Por óbvio que tal entendimento não é pacífico.[13]
Rui Carlos Machado Alvim também partilha do entendimento da não obrigatoriedade, pois para a correta realização do tratamento deverá existir a adesão do preso:
[...] o trabalho destaca-se, na moderna política penitenciária, como um dos momentos marcantes do tratamento e este não pode ser obrigatório [...]. Fina-se aí, e mais ali, a tal obrigatoriedade: primeiro, pelo fato de que a realização do tratamento deve imprescindivelmente contar com a adesão consciente do "tratado"; e segundo, porque a constituição brasileira desautoriza que, no cumprimento da pena, ofenda-se a integridade moral do presidiário (art. 5, XLIX). Impor-lhe, portanto, contra a sua vontade, o trabalho, como meio terapêutico ou como via de ressocialização, extrapola o âmbito da pena – que é unicamente o cerceamento da liberdade – e o campo do direito penal mesmo, carecendo de legitimidade, porque este não pode obrigar todos a uma conduta uniforme; sua função cessa na exigência de "mera conformidade exterior à lei". Esta é a única alternância para uma sociedade que se apregoa democrática e pluralista.[14]
Para o autor, o trabalho realizado de forma obrigatória extrapola o âmbito da pena, que deve se ater única e exclusivamente ao cerceamento de liberdade.
E Anabela Miranda Rodrigues também argumenta que o trabalho do recluso, realizado com o fim de ressocializá-lo, deverá ser calcado de forma optativa, ou seja, de forma que seja dada a faculdade de escolha para o apenado:
Sabe-se como o consentimento e a participação do recluso no tratamento são essenciais para o seu correto entendimento. E foi exatamente este reconhecimento que levou alguns autores a adoptar [sic] uma separação completa entre pena e tratamento, encontrando aí a razão da dissociação: a pena seria puramente repressiva e o tratamento totalmente facultativo.[15]
Em que pesem as palavras citadas pelos últimos autores estarem calcadas de lógica, conforme demonstrado, a doutrina é quase unânime em afirmar que o trabalho do preso continua a ser considerado obrigatório.[16] Inicialmente, se fosse o caso de ter ocorrido a revogação do preceito, tal revogação foi tácita, pois o artigo 31 continua com a sua redação original intacta no corpo da LEP.

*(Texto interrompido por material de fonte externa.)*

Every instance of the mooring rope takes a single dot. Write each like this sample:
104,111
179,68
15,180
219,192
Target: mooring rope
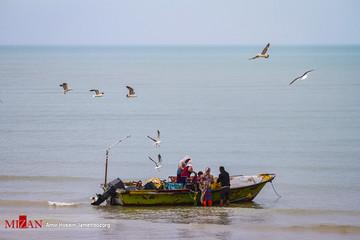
274,189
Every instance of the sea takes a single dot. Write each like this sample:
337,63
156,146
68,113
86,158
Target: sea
209,102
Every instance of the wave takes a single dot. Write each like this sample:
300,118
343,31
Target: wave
46,178
64,204
335,229
39,203
315,211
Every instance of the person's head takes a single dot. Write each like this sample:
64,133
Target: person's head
189,162
187,159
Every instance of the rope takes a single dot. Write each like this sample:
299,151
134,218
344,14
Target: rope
274,189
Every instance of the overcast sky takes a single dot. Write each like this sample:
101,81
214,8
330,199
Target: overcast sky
147,22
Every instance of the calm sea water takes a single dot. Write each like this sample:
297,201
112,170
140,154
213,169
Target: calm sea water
211,103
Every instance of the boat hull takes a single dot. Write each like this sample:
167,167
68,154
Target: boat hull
187,197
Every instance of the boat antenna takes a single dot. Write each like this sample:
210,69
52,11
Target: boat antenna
274,189
107,155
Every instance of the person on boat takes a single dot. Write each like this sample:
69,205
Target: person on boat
188,169
181,167
224,179
198,179
205,186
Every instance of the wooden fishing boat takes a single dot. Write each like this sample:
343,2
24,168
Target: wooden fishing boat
243,188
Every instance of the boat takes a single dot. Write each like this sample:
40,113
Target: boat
243,188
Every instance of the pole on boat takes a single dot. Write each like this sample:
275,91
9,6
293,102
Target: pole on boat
107,155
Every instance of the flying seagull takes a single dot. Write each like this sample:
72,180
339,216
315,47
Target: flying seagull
65,87
97,93
131,92
301,77
157,141
157,164
263,53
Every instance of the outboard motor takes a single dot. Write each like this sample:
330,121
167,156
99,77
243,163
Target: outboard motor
109,192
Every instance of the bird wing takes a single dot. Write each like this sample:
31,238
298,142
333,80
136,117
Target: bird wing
152,138
64,85
153,161
160,160
95,90
294,80
131,90
307,72
265,49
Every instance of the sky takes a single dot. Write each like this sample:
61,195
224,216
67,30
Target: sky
179,22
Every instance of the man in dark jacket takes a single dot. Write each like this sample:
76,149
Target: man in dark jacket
224,179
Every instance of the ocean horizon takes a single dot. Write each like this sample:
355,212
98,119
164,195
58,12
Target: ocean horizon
209,102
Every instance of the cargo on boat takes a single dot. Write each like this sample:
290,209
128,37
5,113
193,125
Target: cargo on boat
156,192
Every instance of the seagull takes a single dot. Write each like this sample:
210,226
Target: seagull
131,92
97,94
157,164
65,87
301,77
263,53
157,141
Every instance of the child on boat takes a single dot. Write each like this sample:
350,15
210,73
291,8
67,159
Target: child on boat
205,186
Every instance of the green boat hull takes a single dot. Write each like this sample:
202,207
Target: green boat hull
185,197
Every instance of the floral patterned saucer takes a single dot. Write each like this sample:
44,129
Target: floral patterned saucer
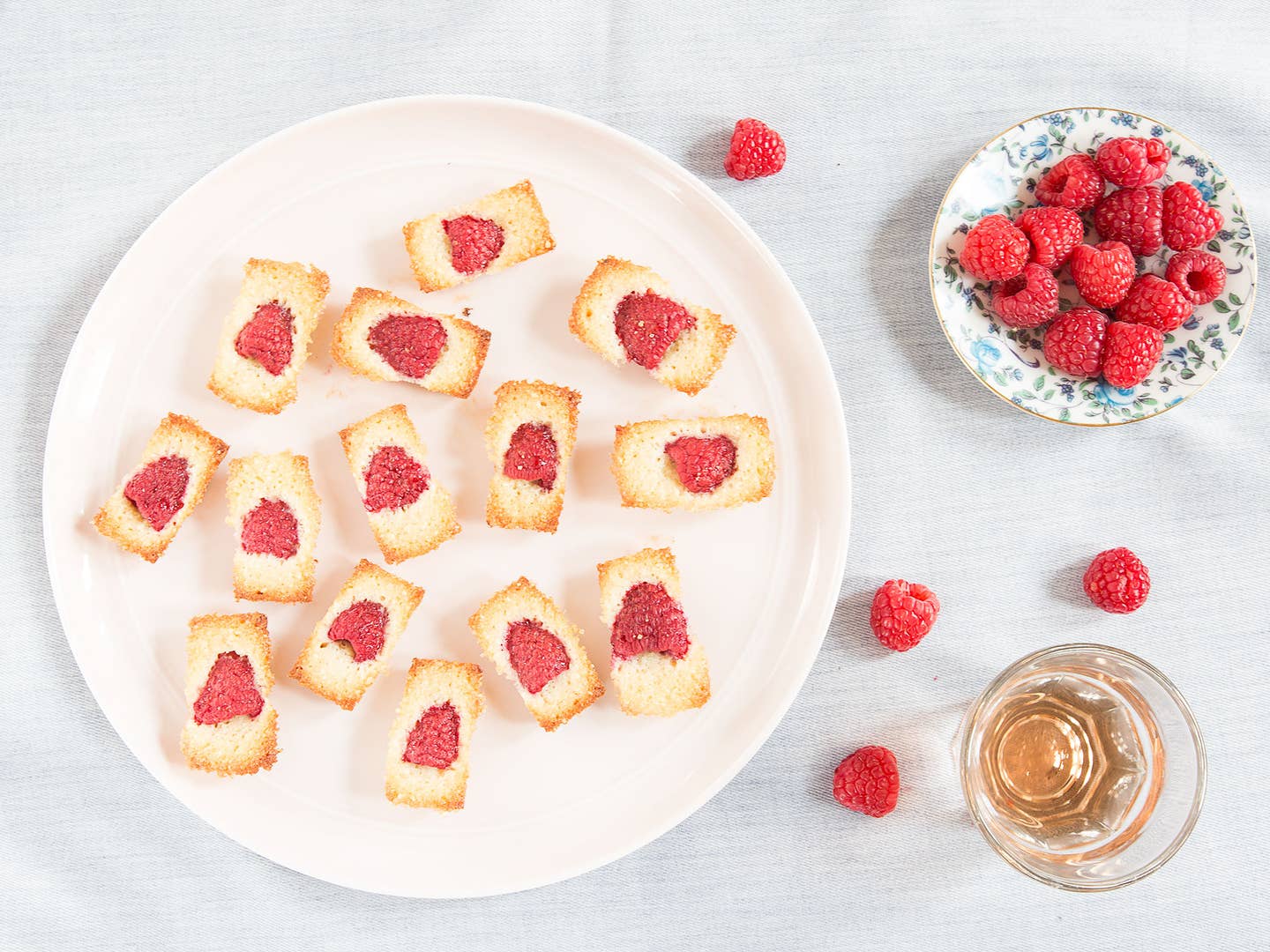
1001,178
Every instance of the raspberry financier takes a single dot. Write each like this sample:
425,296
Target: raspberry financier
409,512
147,508
658,666
233,729
385,338
352,643
530,439
276,516
710,462
536,648
265,340
430,738
628,314
481,238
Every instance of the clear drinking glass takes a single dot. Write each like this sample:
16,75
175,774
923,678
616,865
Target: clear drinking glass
1082,766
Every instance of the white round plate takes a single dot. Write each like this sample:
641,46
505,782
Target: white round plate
759,582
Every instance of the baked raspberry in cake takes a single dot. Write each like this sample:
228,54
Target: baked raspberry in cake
265,339
354,643
658,666
233,729
276,516
530,439
155,498
430,743
484,236
709,462
628,314
536,648
385,338
410,513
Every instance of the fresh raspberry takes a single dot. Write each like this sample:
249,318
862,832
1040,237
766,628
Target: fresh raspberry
1198,274
868,782
474,242
394,479
902,614
649,620
1156,302
533,455
363,625
228,691
1133,161
271,528
1073,342
646,324
1131,353
1117,582
159,490
1053,233
1027,300
1074,183
995,249
267,338
703,462
756,150
407,343
433,740
1132,216
1189,219
536,654
1102,273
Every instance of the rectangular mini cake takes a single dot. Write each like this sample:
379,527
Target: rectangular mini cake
352,643
481,238
150,504
385,338
709,462
410,513
536,648
265,339
658,666
430,744
276,516
628,314
530,439
233,729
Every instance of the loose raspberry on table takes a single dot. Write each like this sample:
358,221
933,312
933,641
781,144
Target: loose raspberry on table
1027,300
868,782
756,150
995,249
474,242
1133,216
1053,233
1131,352
1073,342
1102,273
1189,221
1198,274
1117,582
1133,161
1156,302
1074,183
902,614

Cumpre ressaltar o Decreto n. 6.049, de 27 de fevereiro de 2007, que aprova o Regulamento Penitenciário Federal, em seu artigo 98, aborda o trabalho do apenado, inclusive quando em Regime Disciplinar Diferenciado (RDD):[17]
Art. 98 Decreto nº 6.049/2007. Todo preso, salvo as exceções legais, deverá submeter-se ao trabalho, respeitadas suas condições individuais, habilidades e restrições de ordem de segurança e disciplina.

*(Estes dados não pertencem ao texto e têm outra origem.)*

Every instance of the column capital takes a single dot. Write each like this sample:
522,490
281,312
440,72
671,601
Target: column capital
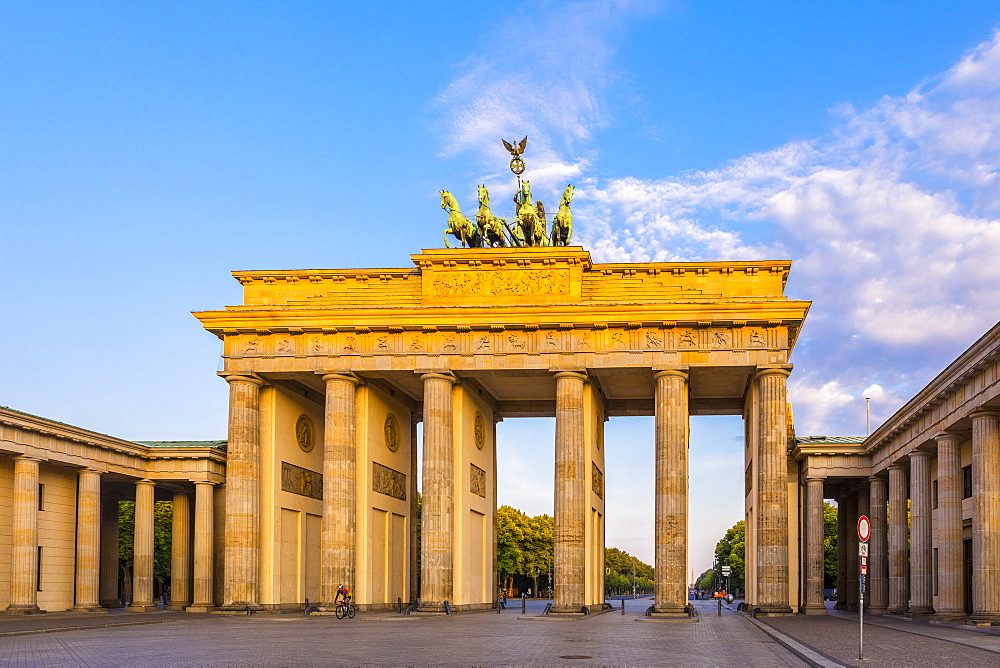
344,376
985,412
243,378
783,371
438,375
667,373
952,436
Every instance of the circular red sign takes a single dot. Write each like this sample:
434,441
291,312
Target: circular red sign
864,529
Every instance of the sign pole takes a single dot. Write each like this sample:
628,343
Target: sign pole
864,533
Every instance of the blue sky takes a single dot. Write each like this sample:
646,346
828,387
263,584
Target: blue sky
147,150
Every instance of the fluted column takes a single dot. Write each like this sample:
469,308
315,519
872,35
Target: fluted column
24,538
204,542
671,492
340,484
571,474
109,553
949,526
142,550
878,565
772,497
241,546
921,548
986,516
438,511
899,593
88,541
815,555
180,553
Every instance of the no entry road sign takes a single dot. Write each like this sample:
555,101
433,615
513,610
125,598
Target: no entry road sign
864,529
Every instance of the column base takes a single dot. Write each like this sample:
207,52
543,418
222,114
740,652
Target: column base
985,618
773,609
24,609
814,609
238,608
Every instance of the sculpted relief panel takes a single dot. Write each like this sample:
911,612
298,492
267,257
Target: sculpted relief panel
528,340
501,283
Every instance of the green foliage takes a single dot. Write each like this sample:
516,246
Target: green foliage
829,546
163,513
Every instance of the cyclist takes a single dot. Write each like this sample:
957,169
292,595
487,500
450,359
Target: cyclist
342,593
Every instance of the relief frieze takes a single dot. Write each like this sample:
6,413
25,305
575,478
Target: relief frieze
501,283
388,481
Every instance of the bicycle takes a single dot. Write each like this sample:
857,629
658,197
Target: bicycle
345,609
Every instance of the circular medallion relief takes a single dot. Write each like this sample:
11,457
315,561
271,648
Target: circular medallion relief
391,431
479,426
305,433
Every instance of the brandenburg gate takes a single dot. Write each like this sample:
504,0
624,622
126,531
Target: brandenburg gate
330,371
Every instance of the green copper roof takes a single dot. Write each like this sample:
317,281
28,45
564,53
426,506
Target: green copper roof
840,440
221,445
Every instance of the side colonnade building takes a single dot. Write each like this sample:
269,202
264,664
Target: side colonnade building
60,487
929,480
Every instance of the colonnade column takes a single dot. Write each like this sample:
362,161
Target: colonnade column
986,516
24,538
88,541
671,491
204,541
109,553
950,592
142,550
571,475
772,497
899,594
338,533
921,548
815,555
241,544
878,566
180,553
438,512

§ 1o. Será obrigatória a implantação de rotinas de trabalho aos presos em regime disciplinar diferenciado, desde que não comprometa a ordem e a disciplina do estabelecimento penal federal.
§ 2o. O trabalho aos presos em regime disciplinar diferenciado terá caráter remuneratório e laborterápico, sendo desenvolvido na própria cela ou em local adequado, desde que não haja contato com outros presos.
§ 3o. O desenvolvimento do trabalho não poderá comprometer os procedimentos de revista e vigilância, nem prejudicar o quadro funcional com escolta ou vigilância adicional.
O artigo, publicado no Decreto de 2007, continua a considerar o trabalho do preso como obrigatório, e vai além, ao considerar que mesmo no RDD, o tratamento em relação à obrigatoriedade deverá ser mantido, apesar das restrições intrínsecas ao regime.